TJ spent most of his adolescence in foster care, and as he neared emancipation, he wasn’t sure what kind of future he could have. His parents, both having lost custody of him due to their unwillingness to get treatment for their mental health issues, never provided him with a good example of responsible adulthood. And while he had connected well with his foster family, he felt really unprepared for what would come after care. Could he go to college? If so, how did he enroll and pay for it? How would he balance working and going to school? Where did he even begin?
TJ transitioned into THPP his senior year of high school to receive important support services and learn essential life skills. Coming into care, TJ was really confused and fearful of independent living and college. In team meetings, he’d quickly become overwhelmed and voice his hopelessness. His team stressed the importance of him setting and tackling only one objective at a time, helping him to be realistic yet optimistic. TJ was connected to a lot of resources in care, but he responded most favorably to ILP. As a kid with a lot of uncertainties, the support groups and interactive workgroups that he attended through ILP helped him to not only connect with other teens, but gave him a better understanding that he wasn’t alone—there were a lot of kids in his shoes trying to make a life for themselves out of some really difficult circumstances.

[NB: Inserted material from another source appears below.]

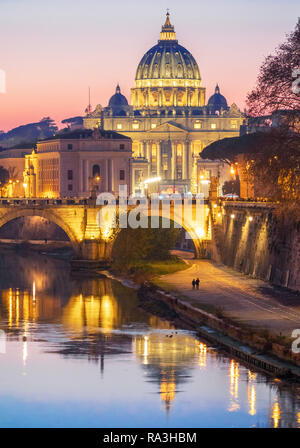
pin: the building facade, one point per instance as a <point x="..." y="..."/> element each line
<point x="79" y="164"/>
<point x="168" y="120"/>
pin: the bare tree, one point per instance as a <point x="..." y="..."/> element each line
<point x="276" y="87"/>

TJ also connected well with his ILP worker, Theo. Entering into the program, TJ had no idea what his options were, so Theo sat down with him one afternoon and went through every question TJ had—from enrolling in school to what resources he could get to help him stay in school while he worked. His ILP worker mapped out everything, and together, he and TJ completed his financial aid paper-work so he could enroll in community college following his high school graduation. His ILP worker also offered to visit the college with TJ, helping him set an appointment with a student advisor. TJ appreciated all of the one-on-one time he received from Theo, and his team could tell that he was slowly feeling more confident that he could do this “adult/ college student thing.”
ILP has been TJ’s favorite resource while in care, and he’s grateful that he’ll stay connected to services until he’s 21. Through ILP, TJ’s has learned how to budget his time and money; has been connected to valuable resources such as TAY-FAP and on-campus tutoring; and has made lasting friendships with other youth fighting similar battles— probably the most helpful aspect yet. While he still has concerns, he’s much more confident knowing he’ll have the help he needs when he needs it.